Around 90% of forex trading involves the US dollar
Approximately 40% of the world’s debt is issued in dollars
n 2018 banks of Germany, France, and the UK held more liabilities in US dollars than in their own domestic currencies.
So why therefore is there pressure on the US dollar as the reserve currency?
The COVID-19 pandemic has closed borders and will inevitably lead to more regionalised trade, migration and money flows which suggests a greater use of local currencies. However China has made its intention clear that the Yuan should become a more universal currency. Some interesting facts:
Deposits in yuan = 1trn yuan = US$144bn
Yuan transactions have grown in Taiwan, Singapore, Hong Kong and London.
Investment by Chinese firms into Belt and Road project = US$3.75bn which was in yuan
China settles 15% of its foreign trade in yuan
France settles 20% of its trade with China in yuan
The IMF suggest that the ‘yuan bloc’ accounts for 30% of Global GDP – the US$ = 40%
However if the past is anything to go by the US economy has gone through some very turbulent times but the US dollar has remained firm.
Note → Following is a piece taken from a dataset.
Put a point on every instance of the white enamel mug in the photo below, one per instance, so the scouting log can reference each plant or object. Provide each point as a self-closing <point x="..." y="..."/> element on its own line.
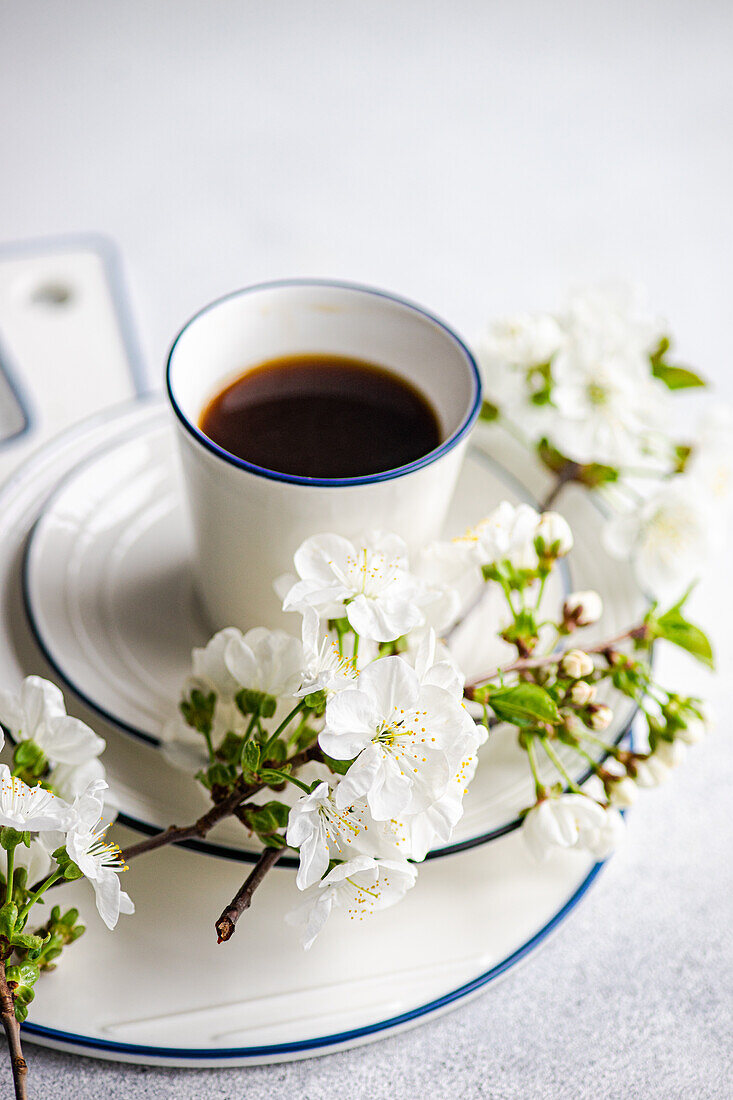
<point x="248" y="520"/>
This suggests that how we perceive the US economy doesn’t seem to relate to the value of its currency.
Source: The Economist – China wants to make the yuan a central-bank favourite 7th May 2020
The Washington Post recently reported that with the prospect of the Fed maintaining lower interest rates than its counterparts elsewhere, the US dollar is losing its status as the world’s safe currency in troubled times. The dollar is still dominant but when the European economy gets its fiscal issues resolved – could take a long time – that might lead to a shift away from the dollar to the euro. However on a positive side for the decline in the US$ is that it has been more systematic and not driven by foreign exchange speculators getting out of dollars but by sentiment that the euro, the GB pound, the Canadian dollar are a better buy at this stage. This is ironic as the US economy is starting to pick-up pace, albeit slowly, and the debt crisis in Europe seems to be getting worse – Portugal look as if they will need to be bailed out.
Remember that high interest rates attract foreign investment into a country which means that investors have to change their currency, in the foreign exchange market, into the currency of that country that they wish to invest in. Therefore the demand for that currency goes up which means that it will increase in value. Ben Bernanke has consistently said that he wants to keep short-term interest rates near to zero for an extended period – whatever that means.
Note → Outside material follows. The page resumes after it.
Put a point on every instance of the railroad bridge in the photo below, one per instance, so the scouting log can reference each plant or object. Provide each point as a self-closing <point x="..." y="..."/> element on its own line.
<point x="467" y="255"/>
From the Wall Street Journal – the state-controlled Bank of China Ltd. is allowing customers to trade the yuan, also known as the renminbi, in the U.S. The decision is the latest move by China to allow the yuan, whose value is still tightly controlled by the government, to become an international currency that can be used for trade and investment.
“We’re preparing for the day when renminbi becomes fully convertible,” Li Xiaojing, general manager of Bank of China’s New York branch, told The Wall Street Journal. He said the bank’s goal is to become “the renminbi clearing center in America.”
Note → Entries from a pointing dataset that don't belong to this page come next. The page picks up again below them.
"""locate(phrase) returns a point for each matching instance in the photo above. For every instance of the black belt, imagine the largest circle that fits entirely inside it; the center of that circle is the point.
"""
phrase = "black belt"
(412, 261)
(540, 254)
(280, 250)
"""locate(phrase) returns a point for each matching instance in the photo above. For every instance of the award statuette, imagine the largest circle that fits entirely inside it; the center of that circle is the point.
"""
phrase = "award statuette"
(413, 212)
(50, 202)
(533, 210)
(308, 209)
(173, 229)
Bank of China’s move comes at a time of U.S. pressure on China to let its currency rise in value. America has blamed an unfairly valued yuan for exacerbating the U.S. trade deficit with China. But the preparations for convertibility are also a sign of Chinese strength, as China, now the world’s second-largest national economy, recognizes that as a global power it must have a global currency. In time, a globally traded yuan could emerge as a store of value on par with the dollar, euro and yen.